CluserRole name templating breaks project monitoring when more than one is installed

rgcosma commented 3 months ago

Cluster Setup K8s 1.27, Rancher 2.8.3, RKE2

Describe the bug The ClusterRole and corresponding ClusterRoleBinding in https://github.com/rancher/prometheus-federator/blob/main/charts/rancher-project-monitoring/0.4.2/templates/rancher-monitoring/hardened.yaml#L47 use the same name template - {{ .Chart.Name }}-patch-sa (same goes for 0.4.1 and 0.4.0 didn't check others) This breaks project, monitoring after the first one is installed because the helm installer pods errors out with "project-monitoring-patch-sa has incorrect ownership annotation" Changing the annotations or deleting the role doesn't work, because the helm controller immediately recreates them. The workaround we applied was to change the above to {{ .Release.Name }} and rebuild the binary because the chart is bundled as a base64 string.

To Reproduce Deploy the first project on a cluster - monitoring works, Prometheus and Grafana running Deploy one more project

Result Second and all subsequent project monitors get stuck with a confusing "WaitingForGrafanaDashboards" status in the web interface

Expected Result All project monitors have status "Deployed"
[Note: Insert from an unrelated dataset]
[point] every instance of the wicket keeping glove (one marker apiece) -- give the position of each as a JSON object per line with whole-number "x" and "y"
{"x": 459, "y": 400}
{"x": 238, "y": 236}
rgcosma commented 2 months ago

FYI I ended up editing the subchart and rebuilding the binary, a tedious and convoluted process - why are you bundling a chart as a base64 string?

mallardduck commented 2 months ago

@rgcosma - Can you clarify here, you're not using the prometheus-federator project or chart directly right? How are you installing them in your cluster, via the Rancher UI or something else? And what chart version and name are you specifically installing when you encounter this issue?

edit: Ultimately what I'm getting at here is to understand where and why you're getting version 0.4.x in Rancher 2.8.x. As from my understanding that version is not valid for 2.8 and the highest should be 0.3.x on Rancher 2.8.

rgcosma commented 2 months ago

@rgcosma - Can you clarify here, you're not using the prometheus-federator project or chart directly right? How are you installing them in your cluster, via the Rancher UI or something else? And what chart version and name are you specifically installing when you encounter this issue?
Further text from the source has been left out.